WHEN WILL CONGRESS AND THE PRESIDENT DO SOMETHING TO HELP THE CHILDREN! It is about damn time that Congress steps up and bans helicopters! Its just common sense, nobody needs a helicopter, nobody!

https://www.mirror.co.uk/all-about/helicopter-crashes


----------



## Redneck (Oct 6, 2016)

I had a similar experience when in the Air Force. Every so often, the helicopter detachment would fly us missile crews out to the sites. Once while flying out, I looked up & saw a bunch of lights in the cockpit turn red. My commander was on the headset & told me we were going down. Don't mind saying that scared the crap out of me. In my mind, I could see us hitting & those blades entering the compartment. At the time I didn't know about autorotation, so when the pilot nosed us down at a steep angle, I thought we were done for. But he pulled us up at the last second & flared us down.
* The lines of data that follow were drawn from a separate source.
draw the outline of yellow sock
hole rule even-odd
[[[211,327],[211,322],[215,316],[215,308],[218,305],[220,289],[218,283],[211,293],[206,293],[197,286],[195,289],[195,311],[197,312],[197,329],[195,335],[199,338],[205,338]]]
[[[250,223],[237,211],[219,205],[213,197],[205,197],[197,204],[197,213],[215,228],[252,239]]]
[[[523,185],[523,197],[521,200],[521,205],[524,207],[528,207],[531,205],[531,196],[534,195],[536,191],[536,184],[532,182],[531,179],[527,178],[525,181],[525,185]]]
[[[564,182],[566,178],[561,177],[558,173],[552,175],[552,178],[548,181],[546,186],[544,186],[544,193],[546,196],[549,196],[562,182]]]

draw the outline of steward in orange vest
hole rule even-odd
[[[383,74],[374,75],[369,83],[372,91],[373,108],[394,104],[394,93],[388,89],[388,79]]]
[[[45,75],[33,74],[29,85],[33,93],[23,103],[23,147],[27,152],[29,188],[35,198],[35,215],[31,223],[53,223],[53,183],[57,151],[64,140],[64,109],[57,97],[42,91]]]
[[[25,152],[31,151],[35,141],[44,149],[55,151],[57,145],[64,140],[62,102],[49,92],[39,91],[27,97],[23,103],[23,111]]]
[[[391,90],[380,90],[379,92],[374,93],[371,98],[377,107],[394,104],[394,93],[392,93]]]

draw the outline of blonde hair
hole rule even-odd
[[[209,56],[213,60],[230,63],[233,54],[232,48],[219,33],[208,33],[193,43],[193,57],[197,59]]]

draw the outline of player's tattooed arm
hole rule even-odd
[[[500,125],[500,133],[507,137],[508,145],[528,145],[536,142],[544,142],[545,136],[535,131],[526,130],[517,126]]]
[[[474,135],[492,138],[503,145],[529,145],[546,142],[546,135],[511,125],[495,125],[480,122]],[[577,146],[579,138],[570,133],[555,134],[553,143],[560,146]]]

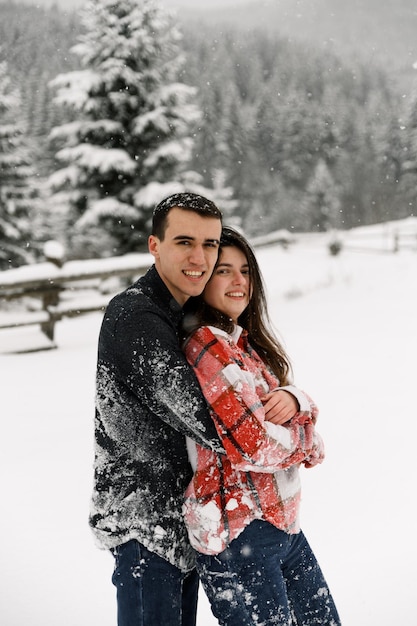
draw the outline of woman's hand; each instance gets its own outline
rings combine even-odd
[[[265,409],[265,420],[272,424],[285,424],[300,410],[295,397],[283,389],[265,394],[261,401]]]

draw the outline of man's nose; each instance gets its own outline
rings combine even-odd
[[[191,255],[190,261],[195,263],[196,265],[202,265],[206,262],[206,256],[204,254],[203,246],[194,246]]]

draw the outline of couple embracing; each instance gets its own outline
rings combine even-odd
[[[90,525],[115,558],[118,626],[195,626],[199,580],[224,626],[339,626],[299,525],[317,408],[252,248],[181,193],[155,208],[149,251],[98,346]]]

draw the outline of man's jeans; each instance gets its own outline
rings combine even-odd
[[[195,570],[184,574],[136,540],[112,552],[118,626],[195,626]]]
[[[303,533],[253,521],[220,554],[198,554],[197,569],[223,626],[340,626]]]

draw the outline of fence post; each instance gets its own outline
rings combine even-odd
[[[59,241],[54,241],[52,239],[47,241],[43,247],[43,254],[47,261],[53,263],[57,267],[61,268],[64,265],[65,248]],[[52,342],[54,341],[55,324],[57,320],[49,307],[58,306],[61,291],[61,286],[53,286],[53,283],[50,282],[49,288],[42,295],[42,309],[48,313],[49,320],[40,325],[41,331]]]
[[[399,249],[400,249],[400,236],[398,234],[398,231],[395,230],[394,231],[394,246],[393,246],[393,250],[392,251],[395,254],[396,252],[398,252]]]
[[[62,289],[59,286],[55,286],[45,291],[42,295],[42,309],[48,313],[49,320],[42,322],[40,327],[44,335],[47,336],[50,341],[54,341],[55,336],[55,324],[56,318],[49,307],[54,307],[59,304],[59,295]]]

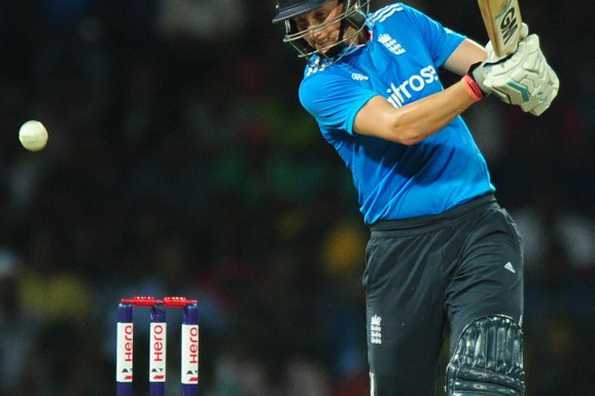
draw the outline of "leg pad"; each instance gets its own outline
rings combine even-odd
[[[507,316],[468,324],[446,369],[449,396],[524,396],[523,332]]]

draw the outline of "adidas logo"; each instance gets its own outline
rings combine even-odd
[[[510,261],[504,265],[504,268],[512,272],[513,274],[516,274],[516,270],[514,269]]]

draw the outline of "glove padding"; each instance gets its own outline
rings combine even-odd
[[[558,95],[560,81],[532,34],[510,58],[488,66],[483,85],[504,103],[539,116]]]
[[[558,94],[560,81],[541,51],[539,37],[527,34],[528,27],[523,24],[517,51],[499,60],[488,43],[488,59],[473,65],[469,74],[484,92],[539,116]]]
[[[526,23],[521,25],[521,34],[520,39],[524,40],[529,35],[529,26]],[[479,88],[486,94],[489,95],[492,93],[492,90],[484,84],[484,81],[487,77],[488,71],[499,62],[504,62],[509,59],[512,55],[506,55],[503,57],[498,57],[494,52],[494,47],[492,46],[492,42],[488,41],[485,46],[487,51],[487,58],[483,62],[478,62],[469,68],[469,72],[467,73],[475,82],[479,85]]]
[[[533,115],[543,114],[558,95],[560,81],[547,63],[536,34],[522,40],[511,57],[486,64],[483,69],[482,89]]]

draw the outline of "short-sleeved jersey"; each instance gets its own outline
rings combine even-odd
[[[370,40],[334,60],[312,56],[300,84],[304,108],[351,170],[366,224],[442,213],[494,191],[463,119],[414,145],[357,134],[357,113],[375,96],[394,107],[442,91],[437,69],[464,37],[401,3],[367,18]]]

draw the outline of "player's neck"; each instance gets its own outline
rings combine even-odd
[[[363,29],[358,36],[358,44],[367,44],[370,41],[370,32],[368,29]]]

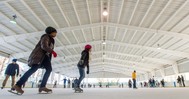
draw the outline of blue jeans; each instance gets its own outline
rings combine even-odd
[[[133,79],[133,88],[136,88],[136,79]]]
[[[79,67],[79,66],[77,66],[77,67],[79,69],[79,75],[80,75],[79,81],[78,81],[78,84],[77,84],[77,87],[79,87],[80,84],[81,84],[81,81],[85,78],[85,68],[82,68],[82,67]]]
[[[35,73],[40,67],[45,68],[46,72],[43,76],[42,82],[40,87],[45,87],[47,84],[47,80],[52,72],[52,66],[51,66],[51,62],[50,62],[50,58],[48,56],[45,56],[43,62],[41,63],[41,65],[32,65],[31,68],[20,78],[20,80],[18,80],[18,82],[16,83],[17,86],[21,87],[27,80],[28,78]]]

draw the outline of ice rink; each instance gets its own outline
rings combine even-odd
[[[25,88],[21,96],[0,90],[1,99],[188,99],[189,88],[84,88],[83,93],[73,89],[54,88],[52,94],[38,94],[37,88]]]

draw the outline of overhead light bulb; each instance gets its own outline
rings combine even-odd
[[[10,20],[10,23],[16,24],[15,20]]]
[[[108,12],[105,10],[105,11],[103,11],[103,16],[107,16],[108,15]]]

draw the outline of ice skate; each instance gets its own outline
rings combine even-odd
[[[19,87],[17,85],[14,85],[14,87],[11,88],[11,90],[8,90],[8,92],[11,92],[11,93],[17,94],[17,95],[22,95],[24,93],[24,91],[21,89],[21,87]]]
[[[15,91],[15,89],[14,89],[13,87],[11,88],[11,90],[12,90],[12,91]]]
[[[39,88],[39,94],[42,94],[42,92],[45,92],[48,94],[48,93],[52,93],[52,90],[46,87]]]
[[[81,93],[81,92],[83,92],[83,89],[77,87],[77,88],[75,88],[75,93],[77,93],[77,92]]]
[[[2,86],[1,89],[3,89],[4,87]]]

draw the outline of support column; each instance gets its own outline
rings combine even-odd
[[[175,75],[178,75],[178,74],[179,74],[178,64],[177,64],[177,63],[174,63],[174,64],[172,65],[172,67],[173,67],[173,70],[174,70],[174,72],[175,72]]]
[[[2,65],[1,65],[1,71],[0,71],[0,73],[3,71],[4,65],[5,65],[5,61],[6,61],[6,58],[3,59],[3,62],[2,62]]]
[[[59,84],[59,82],[61,81],[61,75],[58,73],[58,80],[57,80],[57,84]]]
[[[148,73],[144,74],[144,77],[148,81],[148,79],[149,79]]]
[[[160,73],[161,73],[162,78],[164,78],[165,77],[165,68],[160,69]]]

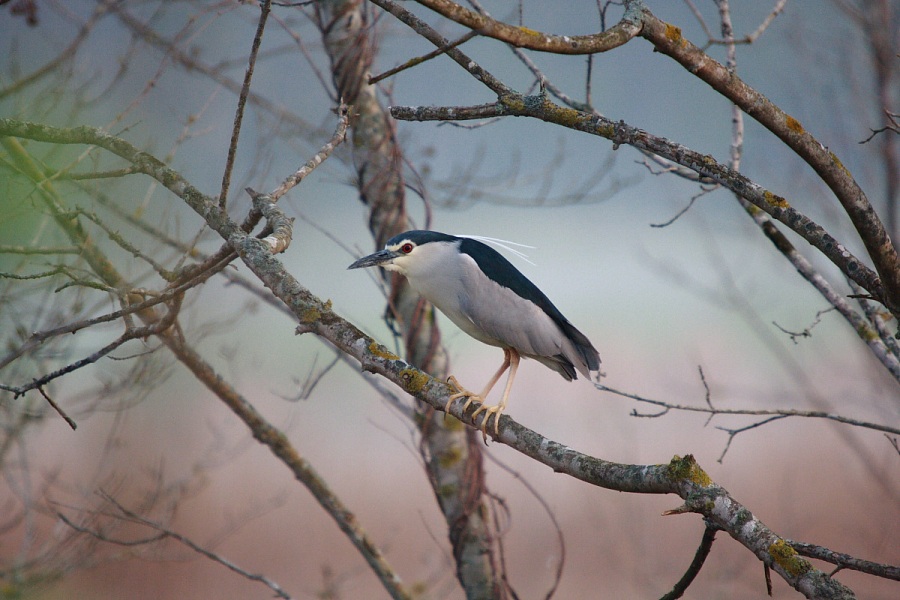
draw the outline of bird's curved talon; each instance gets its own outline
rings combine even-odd
[[[463,409],[462,409],[463,414],[466,414],[466,411],[469,410],[469,406],[473,402],[484,403],[484,398],[482,398],[478,394],[470,394],[468,399],[466,400],[466,403],[463,404]]]
[[[454,400],[466,398],[466,403],[463,404],[462,409],[463,414],[465,414],[466,410],[469,408],[469,405],[472,404],[473,401],[481,401],[481,396],[464,388],[462,385],[460,385],[459,381],[457,381],[456,377],[454,377],[453,375],[447,378],[447,384],[451,387],[451,389],[454,389],[456,391],[450,394],[450,398],[447,400],[447,404],[444,405],[445,417],[446,415],[450,414],[450,405],[453,404]]]
[[[487,444],[487,428],[488,423],[490,423],[491,416],[494,417],[494,435],[500,435],[500,415],[503,414],[503,406],[485,406],[482,404],[475,412],[472,413],[472,423],[475,423],[475,419],[478,417],[480,413],[484,413],[484,419],[481,421],[481,426],[478,429],[481,430],[481,436],[484,438],[484,443]]]

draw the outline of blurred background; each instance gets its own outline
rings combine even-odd
[[[440,24],[448,38],[462,32],[413,3],[403,4]],[[775,2],[731,4],[735,35],[742,37],[760,26]],[[738,47],[737,70],[840,157],[876,209],[887,214],[891,199],[881,146],[877,140],[860,144],[884,118],[872,32],[852,12],[868,4],[877,3],[788,2],[753,44]],[[485,5],[498,19],[519,18],[518,3]],[[699,46],[708,36],[697,13],[718,36],[712,2],[647,5]],[[900,10],[889,8],[894,20],[884,26],[896,49]],[[600,28],[594,2],[524,2],[521,10],[525,24],[541,31],[574,35]],[[607,25],[620,11],[609,9]],[[311,12],[309,6],[273,8],[228,198],[236,219],[249,207],[244,187],[275,188],[334,129],[329,65]],[[0,117],[103,128],[215,195],[258,15],[252,2],[14,0],[0,7]],[[370,16],[379,41],[373,73],[432,50],[390,15],[373,9]],[[508,85],[533,93],[533,75],[500,44],[476,39],[463,49]],[[724,60],[722,46],[708,51]],[[584,97],[585,57],[529,56],[556,86]],[[889,94],[897,107],[900,77],[896,52],[892,56]],[[494,100],[445,57],[381,85],[389,105]],[[594,56],[590,89],[603,115],[727,161],[729,104],[646,41],[638,38]],[[741,171],[864,256],[840,206],[815,174],[751,119],[745,125]],[[648,168],[633,149],[614,151],[601,138],[525,119],[479,127],[400,122],[397,135],[408,160],[409,185],[424,192],[424,198],[408,193],[416,226],[533,246],[526,250],[533,264],[508,256],[593,341],[606,385],[701,406],[707,394],[702,368],[710,400],[720,408],[822,410],[893,427],[900,423],[896,381],[843,319],[834,311],[821,312],[829,305],[765,240],[729,192],[698,196],[696,184]],[[297,220],[294,242],[279,258],[338,314],[390,347],[393,338],[382,319],[385,298],[376,280],[346,270],[354,258],[375,249],[348,146],[281,200]],[[57,169],[122,166],[103,152],[88,154],[84,146],[28,147]],[[203,251],[221,244],[203,229],[200,217],[146,177],[59,187],[73,205],[101,215],[164,264],[174,265],[180,254],[130,226],[110,206],[175,239],[196,239]],[[8,163],[0,165],[0,190],[0,244],[63,243]],[[158,285],[143,261],[115,247],[102,231],[95,235],[138,285]],[[805,242],[791,239],[850,293],[836,269]],[[7,274],[36,273],[53,264],[42,256],[0,254],[0,271]],[[249,274],[239,261],[234,271]],[[50,329],[72,314],[117,308],[96,290],[57,291],[59,280],[0,283],[4,352],[20,345],[23,335]],[[439,319],[451,372],[480,389],[501,352]],[[296,336],[292,319],[221,277],[188,295],[180,324],[204,358],[324,475],[408,585],[425,598],[463,597],[446,524],[421,464],[418,433],[380,396],[370,376],[343,361],[330,366],[334,350],[312,335]],[[890,326],[896,329],[895,322]],[[95,352],[120,329],[112,324],[55,340],[34,358],[0,370],[0,382],[26,383]],[[809,335],[787,333],[804,331]],[[296,598],[385,596],[306,489],[153,339],[132,342],[50,389],[78,423],[76,431],[39,394],[0,395],[5,421],[0,514],[9,515],[0,519],[0,571],[11,597],[271,597],[265,586],[174,540],[110,544],[73,536],[56,516],[83,518],[85,510],[104,506],[103,495],[135,510],[144,507],[147,518],[248,572],[264,574]],[[720,428],[760,419],[710,420],[676,411],[650,418],[633,411],[658,412],[598,392],[583,380],[568,384],[525,362],[507,413],[550,439],[606,460],[656,464],[693,454],[780,535],[877,562],[900,562],[900,459],[888,436],[794,418],[730,439]],[[659,597],[690,563],[702,522],[696,515],[661,516],[679,499],[597,489],[500,444],[486,453],[488,488],[503,499],[498,521],[508,577],[522,598],[544,597],[561,561],[558,598]],[[107,525],[102,515],[90,524],[110,527],[109,535],[117,539],[156,533],[133,523]],[[896,582],[849,571],[839,579],[861,598],[898,594]],[[795,594],[777,577],[774,586],[777,597]],[[762,565],[723,534],[688,592],[695,598],[764,595]]]

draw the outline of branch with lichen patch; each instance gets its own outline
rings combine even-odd
[[[387,8],[394,4],[391,0],[371,1],[390,10],[393,14],[397,14],[395,10]],[[468,10],[450,0],[417,1],[482,35],[514,46],[543,52],[592,54],[616,48],[637,35],[645,38],[653,44],[657,51],[676,60],[692,75],[704,81],[769,129],[816,171],[844,207],[872,258],[875,270],[881,279],[880,285],[883,285],[880,294],[881,302],[900,318],[900,255],[865,192],[838,157],[806,131],[797,119],[782,111],[763,94],[744,83],[732,69],[715,61],[703,50],[685,39],[680,28],[653,15],[641,0],[627,0],[624,3],[625,13],[619,23],[606,32],[588,36],[556,36],[524,27],[507,25],[486,14]],[[421,27],[413,28],[424,35]],[[435,43],[433,39],[428,39]],[[439,47],[442,45],[445,46],[446,43],[439,44]],[[450,54],[448,53],[448,55]],[[454,57],[451,56],[451,58]],[[457,58],[454,60],[467,68]],[[479,80],[485,82],[482,78]],[[495,85],[488,87],[497,91]],[[858,264],[858,261],[856,262]],[[868,286],[864,285],[863,287],[869,289]]]
[[[891,312],[900,316],[900,256],[865,192],[838,157],[797,119],[747,85],[733,70],[713,60],[685,39],[678,27],[661,21],[646,9],[642,13],[642,22],[641,37],[652,43],[657,51],[674,59],[692,75],[739,106],[815,170],[844,207],[872,258],[881,278],[881,293],[876,295]],[[844,269],[842,271],[847,273]],[[868,286],[863,287],[872,292]]]
[[[517,27],[483,13],[471,11],[449,0],[416,0],[436,13],[473,29],[481,35],[496,38],[518,48],[554,54],[596,54],[618,48],[640,33],[641,2],[625,1],[622,19],[606,31],[589,35],[555,35]],[[377,4],[377,2],[376,2]]]
[[[416,398],[437,410],[443,410],[451,393],[446,383],[400,360],[339,317],[332,311],[330,302],[323,302],[300,285],[272,255],[269,244],[248,235],[213,198],[202,194],[177,171],[137,150],[125,140],[90,128],[60,130],[0,119],[0,132],[22,137],[35,136],[34,139],[56,143],[95,144],[133,163],[184,200],[219,233],[247,267],[297,316],[306,330],[357,359],[363,369],[383,375]],[[176,352],[188,352],[174,335],[164,332],[160,338]],[[209,385],[217,379],[211,373],[204,381]],[[451,407],[451,414],[473,425],[469,416],[471,411],[466,415],[461,409],[461,403],[456,403]],[[800,557],[783,538],[731,498],[724,488],[713,483],[693,457],[675,457],[667,465],[613,463],[550,440],[516,423],[508,415],[500,418],[499,434],[495,439],[556,472],[566,473],[592,485],[632,493],[676,494],[684,500],[684,504],[673,514],[695,512],[703,515],[707,522],[727,532],[808,597],[853,597],[849,589]]]
[[[856,281],[874,298],[879,301],[884,300],[883,287],[878,275],[851,254],[822,226],[792,207],[787,200],[719,163],[712,156],[700,154],[666,138],[632,127],[623,121],[616,122],[598,114],[560,106],[543,95],[522,96],[516,93],[502,96],[500,101],[495,104],[471,107],[394,106],[391,107],[391,115],[404,121],[448,121],[496,116],[532,117],[606,138],[613,142],[613,148],[627,144],[638,150],[652,152],[721,184],[787,225],[828,257],[847,277]]]

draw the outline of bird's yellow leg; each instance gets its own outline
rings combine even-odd
[[[516,362],[518,362],[518,356],[516,356]],[[454,400],[459,398],[466,398],[466,403],[463,404],[463,414],[465,414],[466,410],[469,408],[469,405],[472,402],[484,402],[484,399],[487,398],[488,394],[491,393],[491,390],[494,389],[494,386],[497,385],[497,382],[500,380],[500,377],[509,368],[510,362],[510,351],[506,348],[503,349],[503,364],[500,365],[500,368],[497,369],[497,372],[494,373],[494,376],[491,377],[491,380],[488,381],[487,385],[484,386],[484,390],[480,394],[475,394],[470,392],[463,386],[459,384],[459,381],[456,380],[456,377],[451,375],[447,378],[447,383],[450,384],[450,387],[456,390],[453,394],[450,394],[450,399],[447,400],[447,404],[444,405],[444,414],[448,414],[450,412],[450,405],[453,404]]]
[[[485,406],[482,404],[475,412],[472,413],[472,422],[475,422],[475,417],[478,416],[479,413],[484,412],[484,420],[481,421],[481,436],[484,438],[484,442],[487,443],[487,426],[490,421],[491,415],[494,416],[494,435],[500,434],[500,415],[503,414],[503,411],[506,409],[506,401],[509,398],[509,392],[512,389],[513,380],[516,378],[516,370],[519,368],[519,353],[515,350],[505,350],[506,359],[504,360],[504,364],[508,363],[509,366],[509,376],[506,378],[506,388],[503,390],[503,397],[500,398],[500,403],[497,406]],[[506,368],[504,367],[504,371]],[[503,373],[500,371],[497,373],[497,379]],[[496,383],[496,379],[493,383]]]
[[[466,409],[469,407],[469,403],[472,402],[473,398],[477,399],[478,401],[481,401],[480,396],[475,394],[475,392],[470,392],[469,390],[464,388],[462,385],[460,385],[459,381],[457,381],[456,377],[454,377],[453,375],[451,375],[450,377],[447,378],[447,383],[450,385],[450,387],[452,389],[454,389],[456,391],[453,392],[452,394],[450,394],[450,399],[447,400],[447,404],[444,405],[444,414],[445,415],[450,414],[450,405],[453,404],[454,400],[458,400],[460,398],[468,398],[465,405],[463,405],[463,412],[466,412]]]

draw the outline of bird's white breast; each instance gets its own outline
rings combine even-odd
[[[403,271],[410,285],[473,338],[525,355],[555,356],[567,342],[538,306],[482,273],[457,244],[426,244]]]

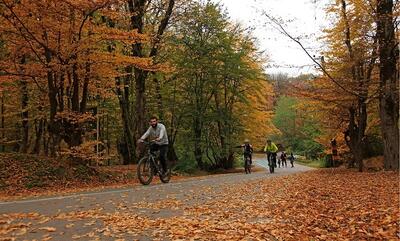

We still hit that wheat field pretty danged hard & skidded for 50' or more.

After that I much preferred driving.


----------



## Gunn (Jan 1, 2016)

Thank you Slippy for talking about the elephant in the room. This has been a great concern of mine. In the past week there have been 3 times more helicopter crashes than school shootings. And I am NOT making light of either. I just want to stop this senseless murdering. And please don't get me started on the friggen evil white cars!


----------



## MountainGirl (Oct 29, 2017)

******* said:


> I had a similar experience when in the Air Force. Every so often, the helicopter detachment would fly us missile crews out to the sites. Once while flying out, I looked up & saw a bunch of lights in the cockpit turn red. My commander was on the headset & told me we were going down. Don't mind saying that scared the crap out of me. In my mind, I could see us hitting & those blades entering the compartment. At the time I didn't know about autorotation, so when the pilot nosed us down at a steep angle, I thought we were done for. But he pulled us up at the last second & flared us down. We still hit that wheat field pretty danged hard & skidded for 50' or more.
> 
> After that I much preferred driving.


They dont call it the *Jesus* Nut for nothing...


----------



## Redneck (Oct 6, 2016)

How about the 40,000 + folks killed in cars last year? You hear any talk of banning cars? Talk of increasing the driving age to 21?

Nope. What they have done thru the years is take steps to improve safety... kinda like what is needed in our schools.


----------